MFA without phishing-resistant factors is not enough post-AiTM-era. Move privileged
users to FIDO2 / Windows Hello for Business / certificate-based auth.
PIM and least privilege are post-eviction non-negotiables - if the adversary got in via
standing privilege, removing standing privilege is the eviction.
Common anti-patterns
Piecemeal eviction. Disabling one compromised account tips off the adversary, who pivots
to the next persistence and digs deeper. Plan and execute as one coordinated action.
Acting from the compromised admin workstation. The adversary watches the response in
real time and adapts. Always operate from PAW or equivalent.
Skipping krbtgt reset because "the password changed". krbtgt is the AD trust root - if
it was harvested, every Kerberos ticket is forged-capable until reset (twice).
Forgetting service principals and app registrations. Modern Entra compromises persist
via consent grants and app secrets long after user accounts are reset.

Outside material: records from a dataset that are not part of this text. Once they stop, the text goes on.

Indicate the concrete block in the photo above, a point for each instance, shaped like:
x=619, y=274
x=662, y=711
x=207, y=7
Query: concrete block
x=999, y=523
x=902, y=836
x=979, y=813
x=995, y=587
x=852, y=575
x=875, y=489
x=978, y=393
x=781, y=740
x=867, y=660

Declaring victory too early. Without a 90-day watch period and new detections tuned to
the observed TTPs, you will not see the re-entry attempt.
No lessons learned, no investment commitment. The compromise will recur if the root
cause (weak MFA, no PIM, flat network, no PAW) is not funded for remediation.
Example prompts
An attacker has Global Admin in our tenant right now. Walk me through evicting them.
Walk me through the Microsoft incident response process for a ransomware attack.
How do I evict an adversary from an Entra ID tenant without tipping them off?
What should I do in the first 24 hours after discovering a tenant compromise?
How do I harden the tenant after eviction so the attacker cannot return?
How do I rebuild trust in our admin accounts after a breach?